Hello, yes that is correct since for a CollectionTagger (which is what the indicators use), the TagsChanged only fires if you call into the indicator (or lower level tagger) API to alter the collection. The TagsChanged event doesn't fire in the case where a text deletion occurs that ends up removing tags since we actually don't detect that scenario until tags for that deleted range are collected (such as by a UI refresh for that range). Normally if you delete text that contains an indicator, the UI is already being refreshed over that range, so if we fired another TagsChanged event then it would trigger another UI refresh that is unnecessary, thereby degrading performance.
I agree that this is a bit of an inconsistent scenario. We have to consider that collection taggers work a bit different from other taggers though. In collection taggers, we are holding a fixed list of tags.
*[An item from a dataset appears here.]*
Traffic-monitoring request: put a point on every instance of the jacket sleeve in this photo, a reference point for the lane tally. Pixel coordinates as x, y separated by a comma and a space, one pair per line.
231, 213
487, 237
In other taggers, they are completely virtualized, and only do tag lookups on demand to improve performance.
We don't have any events for when the tagged regions "translate" to new snapshots, which may or may not slide them around the document depending on the text change between snapshots. That translation also only occurs on demand, when the tags are requested.
To work around the issues here, what if you did something where you had a separate list of breakpoints and their ranges. Then you handle TagsChanged like now but also the DocumentTextChanged event. In both handlers you get the breakpoints again, and see if any have changed (added, removed or translated). I think by doing that, you would get all the notifications you need.